The Information minister said:  “This is not a Physical Planning Bill. This Bill only relates to the management of water resources that crosses state boundaries. The constitution already grants the federal legislature this responsibility (item 64, Exclusive Legislative List, CFRN 1999).

“The interaction of the Federal government with the State is only as it concerns the management of the inter-state water that passes through the state.

“The Bill does not apply to water that is wholly within the boundaries of a state. The Bill also does not apply to land. It clearly states that land required by any of the institutions established in the Bill will be obtained in accordance with the Land Use Act (i.e with Governor’s consent).

He said: “Communities on river banks are guaranteed undisturbed use of water as stated in Section 3 of the Bill. Also, all occupiers of Land are guaranteed the right of abstraction for domestic and sustenance, whether by borehole or rivers.

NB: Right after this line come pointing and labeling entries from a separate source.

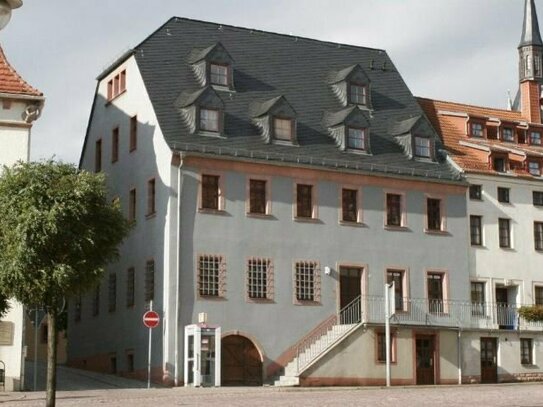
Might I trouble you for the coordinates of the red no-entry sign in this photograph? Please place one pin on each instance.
(151, 319)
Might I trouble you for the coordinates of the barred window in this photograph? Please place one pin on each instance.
(112, 291)
(307, 281)
(260, 279)
(211, 275)
(130, 285)
(149, 280)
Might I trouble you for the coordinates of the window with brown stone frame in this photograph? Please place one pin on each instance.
(307, 284)
(133, 142)
(98, 156)
(211, 275)
(259, 279)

“Section 3 reiterates the right of persons to continue to access water without charge for subsistence and preserves existing customary rights to water. (See Sections1, 2, and 3 of the Bill). Section 2 of the Water Resources Act, 2004 is reproduced. This section protects the right of persons to use water for domestic purposes without charge and recognises the right of a holder of customary or statutory right of occupancy to access water for personal and household use but not for commercial purposes.

He said the bill is not about taking the resources of a certain part of the country for the use of herders.